Lokalsport Als Supertalent zum FC Schalke 04

Xanten · Farshad Jaqubi war den Jugendtrainern des Fußball-Bundesligisten beim Knappen-Camp in Sonsbeck aufgefallen. Der Afghane, der seit Anfang 2017 in Xanten lebt, wurde daraufhin zum Elitecamp nach Gelsenkirchen eingeladen.

 Der 16-jährige Farshad Jaqubi wurde von Schalke 04 zum Elitecamp eingeladen.

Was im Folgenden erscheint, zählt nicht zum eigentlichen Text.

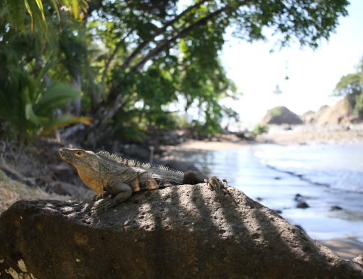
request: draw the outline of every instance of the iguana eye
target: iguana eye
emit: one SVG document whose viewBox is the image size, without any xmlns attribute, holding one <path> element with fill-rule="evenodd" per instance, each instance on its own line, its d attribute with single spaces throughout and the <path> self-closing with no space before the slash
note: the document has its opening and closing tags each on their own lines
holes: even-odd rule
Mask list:
<svg viewBox="0 0 363 279">
<path fill-rule="evenodd" d="M 75 155 L 77 156 L 77 157 L 82 157 L 82 156 L 84 156 L 84 152 L 82 151 L 75 151 Z"/>
</svg>

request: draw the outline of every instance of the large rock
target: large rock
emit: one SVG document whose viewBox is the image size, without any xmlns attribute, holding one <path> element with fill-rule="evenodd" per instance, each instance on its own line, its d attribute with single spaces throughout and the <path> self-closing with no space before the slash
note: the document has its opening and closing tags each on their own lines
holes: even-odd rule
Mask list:
<svg viewBox="0 0 363 279">
<path fill-rule="evenodd" d="M 352 101 L 350 98 L 345 98 L 317 117 L 316 123 L 318 125 L 349 124 L 357 122 L 358 118 L 353 112 Z"/>
<path fill-rule="evenodd" d="M 329 105 L 321 106 L 317 112 L 309 111 L 301 116 L 301 119 L 305 124 L 316 124 L 322 115 L 330 110 Z"/>
<path fill-rule="evenodd" d="M 262 124 L 302 124 L 302 120 L 286 107 L 276 107 L 269 110 L 262 120 Z"/>
<path fill-rule="evenodd" d="M 1 278 L 363 278 L 361 259 L 343 260 L 232 188 L 180 186 L 93 206 L 15 203 L 0 218 Z"/>
</svg>

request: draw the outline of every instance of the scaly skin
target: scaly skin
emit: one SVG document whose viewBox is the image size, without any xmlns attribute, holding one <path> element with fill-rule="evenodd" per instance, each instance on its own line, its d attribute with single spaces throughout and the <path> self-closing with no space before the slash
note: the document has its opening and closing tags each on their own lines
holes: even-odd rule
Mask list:
<svg viewBox="0 0 363 279">
<path fill-rule="evenodd" d="M 59 154 L 77 169 L 82 181 L 97 195 L 96 199 L 111 193 L 115 195 L 114 205 L 127 199 L 134 192 L 196 184 L 208 179 L 198 172 L 184 174 L 167 167 L 123 159 L 105 151 L 95 153 L 83 149 L 61 148 Z"/>
</svg>

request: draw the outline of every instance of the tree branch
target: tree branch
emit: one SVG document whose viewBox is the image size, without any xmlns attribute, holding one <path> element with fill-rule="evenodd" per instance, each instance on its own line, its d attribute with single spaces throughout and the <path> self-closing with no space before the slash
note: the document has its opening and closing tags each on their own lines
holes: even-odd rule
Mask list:
<svg viewBox="0 0 363 279">
<path fill-rule="evenodd" d="M 175 43 L 177 39 L 183 38 L 185 36 L 186 36 L 193 29 L 205 24 L 209 20 L 212 19 L 213 17 L 217 16 L 218 15 L 220 15 L 223 12 L 225 12 L 230 9 L 229 6 L 225 6 L 223 8 L 221 8 L 218 10 L 215 10 L 214 12 L 210 13 L 208 15 L 206 15 L 205 17 L 201 18 L 200 20 L 196 21 L 195 22 L 193 22 L 188 27 L 184 28 L 184 29 L 179 31 L 177 34 L 173 36 L 172 38 L 169 39 L 165 39 L 161 42 L 159 43 L 159 44 L 151 51 L 149 52 L 147 55 L 146 55 L 145 57 L 144 57 L 139 63 L 138 63 L 135 66 L 132 68 L 132 69 L 130 70 L 130 72 L 128 73 L 128 75 L 132 75 L 134 74 L 136 71 L 140 70 L 141 67 L 142 67 L 146 62 L 147 62 L 149 60 L 154 58 L 155 56 L 156 56 L 158 53 L 160 53 L 162 50 L 163 50 L 168 45 Z M 117 82 L 114 86 L 113 86 L 113 91 L 110 92 L 110 94 L 108 98 L 108 100 L 106 102 L 106 105 L 108 104 L 113 103 L 113 106 L 109 110 L 109 113 L 108 113 L 107 118 L 110 119 L 113 117 L 114 114 L 117 112 L 118 110 L 118 102 L 121 100 L 121 96 L 122 96 L 122 94 L 117 94 L 117 88 L 120 85 L 121 82 Z"/>
<path fill-rule="evenodd" d="M 215 10 L 212 13 L 210 13 L 209 15 L 201 18 L 200 20 L 196 21 L 195 22 L 191 24 L 188 27 L 184 28 L 184 29 L 181 30 L 177 34 L 173 36 L 172 38 L 169 39 L 165 39 L 161 42 L 159 43 L 158 45 L 155 48 L 154 48 L 151 51 L 147 54 L 146 56 L 145 56 L 139 63 L 138 63 L 135 66 L 134 66 L 129 73 L 128 73 L 128 75 L 133 74 L 138 70 L 139 70 L 149 60 L 153 59 L 155 57 L 158 53 L 160 53 L 162 50 L 163 50 L 167 46 L 171 45 L 172 43 L 175 43 L 177 39 L 183 38 L 188 35 L 188 33 L 194 28 L 198 27 L 198 26 L 201 26 L 203 24 L 205 24 L 208 20 L 211 20 L 212 18 L 217 16 L 218 15 L 222 13 L 223 12 L 227 10 L 229 8 L 228 6 L 225 6 L 223 8 L 221 8 L 218 10 Z"/>
<path fill-rule="evenodd" d="M 103 84 L 103 83 L 105 82 L 105 78 L 106 77 L 107 71 L 108 70 L 108 68 L 110 68 L 110 65 L 111 64 L 112 61 L 113 60 L 113 59 L 116 56 L 116 54 L 117 53 L 117 51 L 119 50 L 119 49 L 122 45 L 122 43 L 125 41 L 126 38 L 130 36 L 131 33 L 131 32 L 128 33 L 125 36 L 124 36 L 124 38 L 122 38 L 119 40 L 119 43 L 117 43 L 117 44 L 114 47 L 114 51 L 112 52 L 112 53 L 111 54 L 111 55 L 108 58 L 108 61 L 106 61 L 106 63 L 105 65 L 105 69 L 103 70 L 103 73 L 102 73 L 102 77 L 101 77 L 101 80 L 102 84 Z"/>
</svg>

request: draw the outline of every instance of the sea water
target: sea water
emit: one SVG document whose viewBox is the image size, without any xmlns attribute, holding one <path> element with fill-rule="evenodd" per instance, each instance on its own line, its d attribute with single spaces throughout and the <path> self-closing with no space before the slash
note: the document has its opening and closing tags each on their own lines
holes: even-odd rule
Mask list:
<svg viewBox="0 0 363 279">
<path fill-rule="evenodd" d="M 313 238 L 363 241 L 362 142 L 246 145 L 198 152 L 189 159 L 205 172 L 226 179 L 230 186 L 282 211 Z M 309 208 L 297 208 L 297 194 Z"/>
</svg>

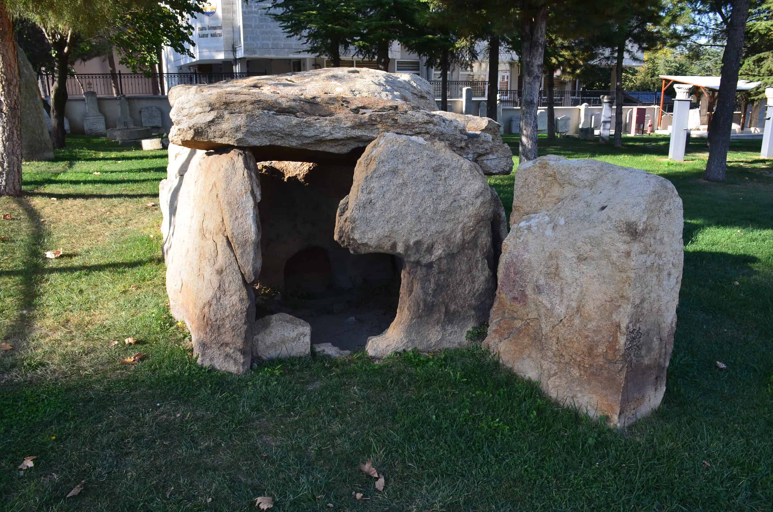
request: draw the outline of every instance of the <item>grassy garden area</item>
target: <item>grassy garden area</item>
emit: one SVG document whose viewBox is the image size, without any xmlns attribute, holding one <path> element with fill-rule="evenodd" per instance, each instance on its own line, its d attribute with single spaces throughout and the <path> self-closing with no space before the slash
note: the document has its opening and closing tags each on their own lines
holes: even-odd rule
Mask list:
<svg viewBox="0 0 773 512">
<path fill-rule="evenodd" d="M 709 183 L 703 140 L 684 162 L 666 159 L 666 137 L 624 142 L 540 141 L 540 154 L 659 174 L 684 203 L 666 396 L 617 432 L 479 344 L 240 377 L 199 367 L 166 304 L 166 152 L 70 137 L 54 162 L 25 165 L 22 198 L 0 198 L 12 217 L 0 220 L 0 343 L 12 346 L 0 350 L 0 508 L 254 510 L 267 496 L 291 511 L 773 510 L 773 162 L 760 141 L 733 142 L 727 183 Z M 509 213 L 512 176 L 489 182 Z"/>
</svg>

Der 16-jährige Farshad Jaqubi wurde von Schalke 04 zum Elitecamp eingeladen.

Foto: Peter Kummer

Auf der Urkunde in Größe DIN A4 und mit dem unverwechselbaren Königsblau der "Knappen" versehen, die Farshad Jaqubi aus seiner Sporttasche zieht, steht "Supertalent". Sie ist mehr als eine Auszeichnung, auf die er stolz sein kann. Für den 16-jährigen Afghanen bedeutet die Urkunde zugleich die Eintrittskarte zu einem Training bei Schalke 04. Denn mit der Bezeichnung "Supertalent", die er beim Fußballcamp des Bundesligisten in Sonsbeck erhalten hatte, gehört der Jugendliche aus Xanten zu jenen Auserwählten aus ganz Deutschland, die in den Herbstferien für drei Tage zum Elitecamp nach Gelsenkirchen eingeladen werden, um den Profis auf dem Rasen so manchen Trick abzuschauen.

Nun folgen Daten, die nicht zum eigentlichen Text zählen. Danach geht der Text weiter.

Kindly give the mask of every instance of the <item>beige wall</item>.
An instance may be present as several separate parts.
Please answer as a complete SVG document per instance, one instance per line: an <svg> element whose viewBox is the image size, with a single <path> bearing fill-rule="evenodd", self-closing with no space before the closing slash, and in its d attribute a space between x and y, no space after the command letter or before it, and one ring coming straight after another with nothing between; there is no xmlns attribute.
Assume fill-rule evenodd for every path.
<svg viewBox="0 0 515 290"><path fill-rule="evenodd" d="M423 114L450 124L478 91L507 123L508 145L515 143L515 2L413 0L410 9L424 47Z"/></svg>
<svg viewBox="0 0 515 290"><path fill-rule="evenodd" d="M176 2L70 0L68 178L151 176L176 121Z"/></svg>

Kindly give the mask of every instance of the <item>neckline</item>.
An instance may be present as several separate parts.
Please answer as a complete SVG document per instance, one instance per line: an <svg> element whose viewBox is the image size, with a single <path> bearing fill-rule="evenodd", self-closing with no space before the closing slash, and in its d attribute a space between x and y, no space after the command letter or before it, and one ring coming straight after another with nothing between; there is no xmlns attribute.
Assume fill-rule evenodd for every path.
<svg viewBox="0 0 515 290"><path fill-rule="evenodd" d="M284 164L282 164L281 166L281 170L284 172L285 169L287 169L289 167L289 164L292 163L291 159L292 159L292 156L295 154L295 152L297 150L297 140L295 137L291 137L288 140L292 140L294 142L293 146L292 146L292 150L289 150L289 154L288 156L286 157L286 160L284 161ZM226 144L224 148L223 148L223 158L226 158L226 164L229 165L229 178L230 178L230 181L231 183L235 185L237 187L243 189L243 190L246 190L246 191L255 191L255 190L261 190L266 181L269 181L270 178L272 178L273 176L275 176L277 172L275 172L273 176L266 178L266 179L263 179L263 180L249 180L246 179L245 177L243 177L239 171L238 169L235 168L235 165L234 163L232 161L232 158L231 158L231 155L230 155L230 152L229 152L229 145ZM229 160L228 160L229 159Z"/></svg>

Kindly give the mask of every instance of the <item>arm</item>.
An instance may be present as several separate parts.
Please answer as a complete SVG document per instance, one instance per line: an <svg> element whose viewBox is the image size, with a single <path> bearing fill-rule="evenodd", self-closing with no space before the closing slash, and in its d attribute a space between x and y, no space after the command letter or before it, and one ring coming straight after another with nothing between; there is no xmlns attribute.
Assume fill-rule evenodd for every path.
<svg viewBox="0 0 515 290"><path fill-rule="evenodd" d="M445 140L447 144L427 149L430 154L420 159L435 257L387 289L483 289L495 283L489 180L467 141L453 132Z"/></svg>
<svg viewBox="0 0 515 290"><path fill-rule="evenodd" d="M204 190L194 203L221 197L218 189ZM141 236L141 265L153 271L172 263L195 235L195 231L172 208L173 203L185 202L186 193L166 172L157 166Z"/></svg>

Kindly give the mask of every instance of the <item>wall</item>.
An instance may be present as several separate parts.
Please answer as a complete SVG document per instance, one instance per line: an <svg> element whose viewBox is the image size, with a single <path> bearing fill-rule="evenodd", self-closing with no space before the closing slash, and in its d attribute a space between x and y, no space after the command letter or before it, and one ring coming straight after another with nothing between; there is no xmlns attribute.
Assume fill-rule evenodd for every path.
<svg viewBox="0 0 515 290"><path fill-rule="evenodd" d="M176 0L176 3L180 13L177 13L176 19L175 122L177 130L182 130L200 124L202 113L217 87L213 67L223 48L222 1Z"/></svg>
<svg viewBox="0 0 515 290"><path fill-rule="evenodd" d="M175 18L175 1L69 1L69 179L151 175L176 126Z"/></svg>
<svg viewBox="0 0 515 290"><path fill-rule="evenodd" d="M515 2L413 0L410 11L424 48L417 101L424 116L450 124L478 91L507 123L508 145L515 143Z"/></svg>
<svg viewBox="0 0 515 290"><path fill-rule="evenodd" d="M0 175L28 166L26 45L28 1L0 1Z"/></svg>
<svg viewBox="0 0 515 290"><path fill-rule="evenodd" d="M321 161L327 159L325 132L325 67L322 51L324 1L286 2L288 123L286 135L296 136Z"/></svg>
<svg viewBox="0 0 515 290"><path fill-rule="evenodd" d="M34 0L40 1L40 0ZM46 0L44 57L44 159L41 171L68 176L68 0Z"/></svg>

Seit Anfang des Jahres wohnt Farshad mit seinem Onkel in der Stadt. Die Eltern blieben mit seinen vier Geschwistern in Afghanistan zurück. Über die Türkei, Griechenland, Serbien und Ungarn führte der Weg ein Jahr lang bis nach Deutschland. In Xanten teilen sich die beiden gemeinsam mit einer Familie aus dem Irak eine Wohnung. Mathe, Deutsch und Chemie gehören für den Realschüler zu den Lieblingsfächern. Und natürlich Sport, am liebsten Fußball sowie Volleyball.

Farshad läuft jeden Tag seine 10, 15 Kilometer und spielt beim SV Lüttingen in der B-Jugend im Mittelfeld oder im Sturm; von rechts kommend. Die ersten Tore hat er auch schon für seine Mannschaft erzielt. Drei in einem Spiel.

Dank Satellit kann die Bundesliga auch in Afghanistan empfangen werden. So machte der Jugendliche seine erste Bekanntschaft nicht nur mit dem deutschen Fußball, sondern auch mit Revierclub. In Erinnerung geblieben ist ihm ein Champions League-Spiel, als der S04 beinahe Real Madrid rausgeworfen hätte. "Schalke ist bei mir Nummer eins, danach kommt Real", sagt er. Eine große Ehre für die Blau-Weißen, dass sie in der Gunst des 16-Jährigen noch vor den Königlichen rangieren.

Und nun dieser Zufall: Ausgerechnet Schalke veranstaltete gemeinsam mit dem SV Sonsbeck die viertägige Knappen-Fußballschule für den Nachwuchs. Darauf von einer Lehrerin angesprochen, war es für ihn keine Frage, sich anzumelden. Trotz einer Teilnahmegebühr, die er irgendwie zusammenkratzte. "Es war für mich viel Geld. Aber ich wollte unbedingt dabei sein." Sein Onkel gab einen Teil dazu, Farshad sparte selbst oder lieh sich das Geld.

An dieser Stelle kam die R + V Allgemeine Versicherung als Sponsor des Sonsbecker Camps ins Spiel. Aus einem Sozialfonds finanzierte sie die Gebühr für drei bedürftige Teilnehmer, deren Familien Hartz IV beziehen oder bei denen ein Elternteil alleinerziehend ist. "Als wir hörten, was Farshad unternommen hat, um teilzunehmen, wie er das Geld zusammengespart hat, haben wir unseren Fonds für einen vierten Teilnehmer erhöht", sagt Heinz-Hugo Siry von der Versicherung.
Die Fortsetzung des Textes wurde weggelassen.